The lion will eat straw like an ox. Some theologians start asking, how can the lion eat straw? Will it not change its physiology, will it even be a lion anymore? That’s missing the point. The lion is a symbol of strength and power. Lions are fearless, they will attack you head on; but violence is ingrained into its being. And in the new creation, Isaiah promises that while things retains their essence, even a creature so closely associated with violence, will be transformed without losing itself. How, we do not know. But it will come about by God’s Spirit. 

The cow and bear make friends. Cows and bears, if you know, are intelligent animals. And they are both quite passive in their own ways. Cows, are mostly content with themselves. They’ll keep lying down chewing their cud, and they can’t be moved easily. In India, sometimes you will find them having wandered onto the road and all the traffic will have to go around them; there’s no moving them.

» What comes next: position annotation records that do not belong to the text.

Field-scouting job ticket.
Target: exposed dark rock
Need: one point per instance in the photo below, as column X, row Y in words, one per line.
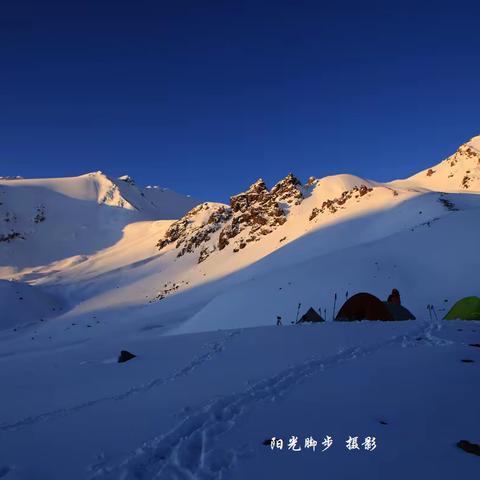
column 125, row 356
column 251, row 214
column 469, row 447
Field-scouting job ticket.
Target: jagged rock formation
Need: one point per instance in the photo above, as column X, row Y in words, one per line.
column 458, row 172
column 250, row 215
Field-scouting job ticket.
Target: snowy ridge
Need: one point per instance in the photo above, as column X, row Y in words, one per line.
column 91, row 266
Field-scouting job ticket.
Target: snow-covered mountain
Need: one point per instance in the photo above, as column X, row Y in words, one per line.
column 43, row 220
column 90, row 266
column 459, row 172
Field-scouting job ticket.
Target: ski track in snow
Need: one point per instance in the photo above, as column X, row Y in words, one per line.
column 215, row 348
column 189, row 451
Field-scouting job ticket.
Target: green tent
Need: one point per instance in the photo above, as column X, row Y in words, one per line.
column 467, row 308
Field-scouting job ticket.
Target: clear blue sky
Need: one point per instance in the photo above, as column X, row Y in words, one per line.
column 206, row 96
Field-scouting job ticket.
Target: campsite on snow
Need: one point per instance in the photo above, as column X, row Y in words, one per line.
column 146, row 334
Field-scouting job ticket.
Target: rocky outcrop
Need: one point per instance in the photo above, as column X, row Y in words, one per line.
column 334, row 204
column 250, row 215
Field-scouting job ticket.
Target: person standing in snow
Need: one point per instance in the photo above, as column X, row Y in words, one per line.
column 394, row 297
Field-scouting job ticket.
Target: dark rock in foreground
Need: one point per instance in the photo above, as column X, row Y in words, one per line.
column 125, row 356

But they can also get suddenly frightened and will go into a panic. You come across some people who are very content with themselves, but lost in their own world, no awareness of their surroundings. Their way of dealing with fear is to retreat into their own world. Bears on the other hand are very aware of their surrounding. They generally won’t trouble you, but you enter their territory accidentally, they become unpredictable. You never know what you’ve done to upset some people.

And vipers – they camouflage themselves very well. A friend whose lived in several countries told me once about a European city where she had lived in. She never got to meet her neighbours for days, till she dropped the recycling in the wrong bin on the street; and immediately they came out to tell her off. You never know some people till you’ve been bitten by them. We ourselves can run away like a cow in front of some and react like a bear or a viper to others. But Isaiah promises that all these creatures will lose their violence; all these different ways we deal with our fears will be healed.And these diverse factions within us are brought together by a little child. Children don’t have much fear. They are innocent, curious and open to the world. They are happy in their vulnerability. They implicitly trust their parents and are completely dependent on them. This is the trust that God calls us to have in his Fatherhood. Through the action of the Spirit, we can become like children, dependent on God as our Father. The Spirit will heal our distorted humanity. We can lose our violence and these contradictory factions within us, and the things we find difficult with each other can start becoming reconciled: the cow and bear become friends. And then, there will be true peace.

This Spirit we can receive as we encounter Christ in the Eucharist. It will be far more glorious than what Avatar captured.